Tuesday, May 08, 2012

The games we play

I have a long way to go before I will ever NOT be nervous at curtain, the moment before the lights come up, maybe someday it will happen.  But the lovely thing about this particular one is that I am rarely off stage, and so I never have enough time to stop and think about what I am doing enough to get really freaked out.  Even some of the most daunting moments come and go so quickly that I am spending really just more time being the character than being backstage waiting and having anxiety.  This is a good thing! 

So, my first aria, oddly enough, is more insecure in some ways, than the very hardest one that I have ever sung, which is Mi tradi!

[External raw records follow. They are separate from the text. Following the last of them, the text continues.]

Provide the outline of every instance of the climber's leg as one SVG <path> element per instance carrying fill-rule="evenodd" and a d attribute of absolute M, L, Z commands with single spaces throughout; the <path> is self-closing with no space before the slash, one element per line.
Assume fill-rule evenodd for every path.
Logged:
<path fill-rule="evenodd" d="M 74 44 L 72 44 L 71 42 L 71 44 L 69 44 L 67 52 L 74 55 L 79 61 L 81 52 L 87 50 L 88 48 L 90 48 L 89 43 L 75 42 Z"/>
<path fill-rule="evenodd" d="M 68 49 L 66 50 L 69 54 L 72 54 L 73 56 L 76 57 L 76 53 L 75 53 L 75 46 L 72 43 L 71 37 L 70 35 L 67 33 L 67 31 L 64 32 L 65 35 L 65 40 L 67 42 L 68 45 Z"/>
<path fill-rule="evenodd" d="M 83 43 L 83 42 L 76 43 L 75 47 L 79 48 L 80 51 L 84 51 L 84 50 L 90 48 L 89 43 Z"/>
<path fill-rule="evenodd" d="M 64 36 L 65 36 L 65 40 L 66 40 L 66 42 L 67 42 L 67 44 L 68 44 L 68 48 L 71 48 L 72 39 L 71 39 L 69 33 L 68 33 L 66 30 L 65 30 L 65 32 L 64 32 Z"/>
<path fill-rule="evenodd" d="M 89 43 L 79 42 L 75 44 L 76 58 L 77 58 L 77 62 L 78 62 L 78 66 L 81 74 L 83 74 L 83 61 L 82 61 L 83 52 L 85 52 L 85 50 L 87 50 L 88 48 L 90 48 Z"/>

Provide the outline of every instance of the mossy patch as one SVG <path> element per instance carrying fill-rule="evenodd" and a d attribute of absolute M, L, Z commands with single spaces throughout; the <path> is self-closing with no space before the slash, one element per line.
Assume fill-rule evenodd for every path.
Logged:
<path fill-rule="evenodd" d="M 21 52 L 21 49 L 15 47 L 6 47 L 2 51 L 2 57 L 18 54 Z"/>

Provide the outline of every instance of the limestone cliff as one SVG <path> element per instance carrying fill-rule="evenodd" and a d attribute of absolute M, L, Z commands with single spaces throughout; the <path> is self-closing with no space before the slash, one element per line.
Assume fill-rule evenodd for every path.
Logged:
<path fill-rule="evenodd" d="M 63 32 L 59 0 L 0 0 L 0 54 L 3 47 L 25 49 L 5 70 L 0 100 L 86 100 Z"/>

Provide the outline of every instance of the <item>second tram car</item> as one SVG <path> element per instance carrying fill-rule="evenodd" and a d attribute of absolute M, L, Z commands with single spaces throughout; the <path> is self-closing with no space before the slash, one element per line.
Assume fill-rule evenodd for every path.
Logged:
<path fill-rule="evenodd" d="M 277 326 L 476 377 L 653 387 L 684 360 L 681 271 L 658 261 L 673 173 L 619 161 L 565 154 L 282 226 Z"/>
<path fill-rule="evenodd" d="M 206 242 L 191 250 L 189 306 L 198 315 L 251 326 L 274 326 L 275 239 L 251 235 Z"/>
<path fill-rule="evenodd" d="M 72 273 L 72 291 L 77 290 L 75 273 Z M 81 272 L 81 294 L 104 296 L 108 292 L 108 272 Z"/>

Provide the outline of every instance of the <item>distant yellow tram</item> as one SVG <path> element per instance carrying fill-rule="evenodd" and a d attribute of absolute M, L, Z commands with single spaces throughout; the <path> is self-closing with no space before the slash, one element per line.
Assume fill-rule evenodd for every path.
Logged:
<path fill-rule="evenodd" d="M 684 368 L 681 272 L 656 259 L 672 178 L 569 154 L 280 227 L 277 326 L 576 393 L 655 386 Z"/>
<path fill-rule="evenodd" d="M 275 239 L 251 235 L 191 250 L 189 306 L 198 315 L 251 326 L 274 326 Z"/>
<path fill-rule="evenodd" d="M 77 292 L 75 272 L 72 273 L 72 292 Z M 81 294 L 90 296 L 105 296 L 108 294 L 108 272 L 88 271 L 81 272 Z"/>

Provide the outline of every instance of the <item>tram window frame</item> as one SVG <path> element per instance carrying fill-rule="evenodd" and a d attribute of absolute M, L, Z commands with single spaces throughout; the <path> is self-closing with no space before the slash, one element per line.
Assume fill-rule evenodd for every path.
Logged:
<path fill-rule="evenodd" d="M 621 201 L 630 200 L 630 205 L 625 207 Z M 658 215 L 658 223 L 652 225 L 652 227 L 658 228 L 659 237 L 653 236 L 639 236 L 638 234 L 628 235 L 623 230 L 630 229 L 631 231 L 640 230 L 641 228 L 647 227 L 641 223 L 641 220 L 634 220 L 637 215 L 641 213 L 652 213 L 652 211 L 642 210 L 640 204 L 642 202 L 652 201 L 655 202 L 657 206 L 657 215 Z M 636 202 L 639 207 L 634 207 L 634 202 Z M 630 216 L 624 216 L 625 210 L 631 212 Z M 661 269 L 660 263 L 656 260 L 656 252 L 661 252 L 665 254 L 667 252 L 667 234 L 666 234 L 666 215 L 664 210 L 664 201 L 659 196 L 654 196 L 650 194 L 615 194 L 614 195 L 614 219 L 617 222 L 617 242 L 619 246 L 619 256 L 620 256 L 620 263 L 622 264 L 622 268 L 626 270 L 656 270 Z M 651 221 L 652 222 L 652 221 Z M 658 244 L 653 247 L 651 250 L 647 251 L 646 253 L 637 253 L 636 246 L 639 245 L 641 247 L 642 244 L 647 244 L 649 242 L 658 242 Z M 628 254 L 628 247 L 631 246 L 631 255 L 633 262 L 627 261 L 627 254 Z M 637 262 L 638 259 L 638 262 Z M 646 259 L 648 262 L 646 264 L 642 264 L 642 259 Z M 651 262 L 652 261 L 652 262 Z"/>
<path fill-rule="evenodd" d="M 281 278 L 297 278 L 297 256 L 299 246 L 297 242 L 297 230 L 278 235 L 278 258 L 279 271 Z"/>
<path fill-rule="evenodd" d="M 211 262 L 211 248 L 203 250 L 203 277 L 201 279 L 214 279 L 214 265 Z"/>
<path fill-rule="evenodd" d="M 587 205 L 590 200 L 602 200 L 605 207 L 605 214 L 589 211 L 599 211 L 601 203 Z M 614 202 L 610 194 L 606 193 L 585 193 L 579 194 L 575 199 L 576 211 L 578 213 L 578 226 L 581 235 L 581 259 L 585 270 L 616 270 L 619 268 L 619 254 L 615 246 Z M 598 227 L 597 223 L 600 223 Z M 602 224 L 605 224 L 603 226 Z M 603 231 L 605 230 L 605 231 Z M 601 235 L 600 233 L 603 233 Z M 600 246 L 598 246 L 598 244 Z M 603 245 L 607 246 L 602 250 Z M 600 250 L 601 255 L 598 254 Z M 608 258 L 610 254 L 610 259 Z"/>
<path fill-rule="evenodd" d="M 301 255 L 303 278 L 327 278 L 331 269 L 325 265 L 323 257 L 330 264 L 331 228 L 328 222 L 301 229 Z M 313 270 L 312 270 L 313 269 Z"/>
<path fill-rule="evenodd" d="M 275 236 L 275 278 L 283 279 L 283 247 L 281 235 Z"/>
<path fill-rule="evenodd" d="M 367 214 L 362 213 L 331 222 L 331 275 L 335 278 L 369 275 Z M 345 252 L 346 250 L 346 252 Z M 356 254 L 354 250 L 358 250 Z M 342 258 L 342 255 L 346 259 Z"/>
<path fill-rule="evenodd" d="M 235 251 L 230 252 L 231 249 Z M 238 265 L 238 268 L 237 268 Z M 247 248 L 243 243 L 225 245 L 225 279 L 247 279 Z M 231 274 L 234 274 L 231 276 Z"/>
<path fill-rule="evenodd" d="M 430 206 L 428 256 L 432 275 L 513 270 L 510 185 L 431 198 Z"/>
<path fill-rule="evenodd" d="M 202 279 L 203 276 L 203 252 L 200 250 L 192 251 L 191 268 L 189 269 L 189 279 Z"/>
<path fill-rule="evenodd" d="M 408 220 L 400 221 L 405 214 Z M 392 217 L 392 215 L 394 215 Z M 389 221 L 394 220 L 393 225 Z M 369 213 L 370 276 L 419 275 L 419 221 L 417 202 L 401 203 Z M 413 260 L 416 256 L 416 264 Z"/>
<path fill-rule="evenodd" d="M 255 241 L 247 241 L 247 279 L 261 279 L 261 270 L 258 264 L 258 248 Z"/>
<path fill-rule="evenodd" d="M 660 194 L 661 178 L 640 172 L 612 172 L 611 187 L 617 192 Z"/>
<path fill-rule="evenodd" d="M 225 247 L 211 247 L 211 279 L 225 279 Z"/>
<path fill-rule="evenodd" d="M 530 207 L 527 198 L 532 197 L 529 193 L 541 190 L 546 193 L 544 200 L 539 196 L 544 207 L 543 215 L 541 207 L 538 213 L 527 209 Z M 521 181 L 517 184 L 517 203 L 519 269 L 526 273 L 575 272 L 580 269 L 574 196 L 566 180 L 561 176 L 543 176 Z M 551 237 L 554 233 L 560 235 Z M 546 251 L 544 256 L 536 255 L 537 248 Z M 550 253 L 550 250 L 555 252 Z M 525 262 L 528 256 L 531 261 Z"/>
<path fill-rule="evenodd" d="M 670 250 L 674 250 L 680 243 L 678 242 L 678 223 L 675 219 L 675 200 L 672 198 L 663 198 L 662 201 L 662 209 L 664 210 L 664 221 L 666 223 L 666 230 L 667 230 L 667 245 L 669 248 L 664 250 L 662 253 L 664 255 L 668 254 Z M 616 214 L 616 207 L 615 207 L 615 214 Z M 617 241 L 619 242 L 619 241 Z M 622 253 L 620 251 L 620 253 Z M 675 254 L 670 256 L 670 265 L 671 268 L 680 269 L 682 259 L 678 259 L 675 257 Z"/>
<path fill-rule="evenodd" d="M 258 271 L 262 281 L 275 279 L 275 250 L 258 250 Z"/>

The first time you open your mouth in the show and are waiting to hear what comes out...oh my, and especially when it is Mozart.  That is fear on a whole other level.  Fear that is unlike most other kinds of fear, the kind that most of the world's population will never understand.  The idea that you may, in fact, completely ruin your reputation with the events of one evening's singing is pretty stunning.  The idea that what everyone could be talking about afterwards is that you were bad is a horrifying concept in general.  Oh, and it is only a piece that everyone knows and loves, and has stood the test of hundreds of thousands of performances for nearly three hundred years.  But there is no sense in thinking about that if you can avoid it, so I play an interesting game with myself as the intro to the first aria starts.  I say, okay, Jess.  You are standing here right now and you have to do this.  You can't leave. You can't walk away.  Well, you could, but that would be more embarrassing than singing badly.  So, you're going to have to do it.  And it would be downright weak of you (and you are better than that and have years of training) to let the people behind you onstage and in front of you in the audience freak you out so badly that you didn't do it really well. 

So I just say, well, here goes.

And sometimes I am better and sometimes I am worse.  But mostly I am better.  Because I say I will be.